運動競技大会は、本校のグランドで行われます。本年度は前日が雨天でしたので、当日の朝早くから準備に入りました。教職員も大勢集まり、ライン引き、テント張り、落ち葉の掃除などを行い、すべてスケジュールどおりに実施されました。
運動競技大会は、本校生徒の保護者にしか公開しておりません。本校のグランドで実施しますので、収容人数に限りがあるためですので申し訳なく思います。

この二つの行事を通して、横浜共立学園の生徒は、何事も一生懸命に、そして真剣に取り組むという姿に感動を覚えました。そしてまた生徒の皆さんも、それぞれが感動を覚えることができたことでしょう。本当に感謝です。

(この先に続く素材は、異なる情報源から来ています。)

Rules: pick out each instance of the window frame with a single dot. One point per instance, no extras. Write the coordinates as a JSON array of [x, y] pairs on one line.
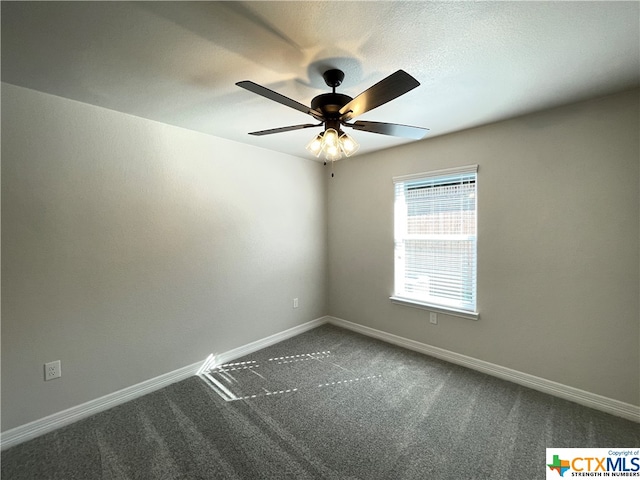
[[398, 298]]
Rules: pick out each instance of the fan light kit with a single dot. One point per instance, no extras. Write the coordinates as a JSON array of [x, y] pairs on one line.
[[334, 110]]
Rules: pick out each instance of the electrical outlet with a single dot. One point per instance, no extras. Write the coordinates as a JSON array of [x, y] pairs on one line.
[[52, 370]]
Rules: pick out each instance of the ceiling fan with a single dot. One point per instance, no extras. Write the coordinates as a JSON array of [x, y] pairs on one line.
[[335, 110]]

学校という教育機関の大切な役割は、授業を行う場というだけではありません。社会で生きることを学ぶ場としての意義も大きいのです。
人間は社会生活をする動物です。個で生きるのではなく、集団の中で生きる動物は、人間以外にも存在します。代表的なのはハチの仲間、アリの仲間、そして哺乳類の中にも、集団で生活する動物は多く存在します。
個で生きることと集団で生きることとは基本的な生き方の違いがあります。自分中心の生き方で生きるのは個の生活様式、そして周囲との関わりを絶えず考慮し、場合によっては自己を抑えてでも集団の調和を考慮しなければならないのが集団生活の動物に課せられた宿命です。
「自分を愛するように、あなたの隣人を愛しなさい」
この聖書の言葉は、個では生きられない人間に最も大切な言葉なのではないでしょうか。
 勉学は個人の問題であることが多いのですが、しかし、学校では様々な行事をとおして、集団生活の基本を学ぶ場でもあります。行事に取り組むプロセスにおいて、集団の中で、一人ひとりがどのように考え、どのように集団に関わり、どのように集団全体で成果をもたらすかが問われています。
 秋桜祭、運動競技大会をとおして、生徒の持っている限りない力を感じることができました。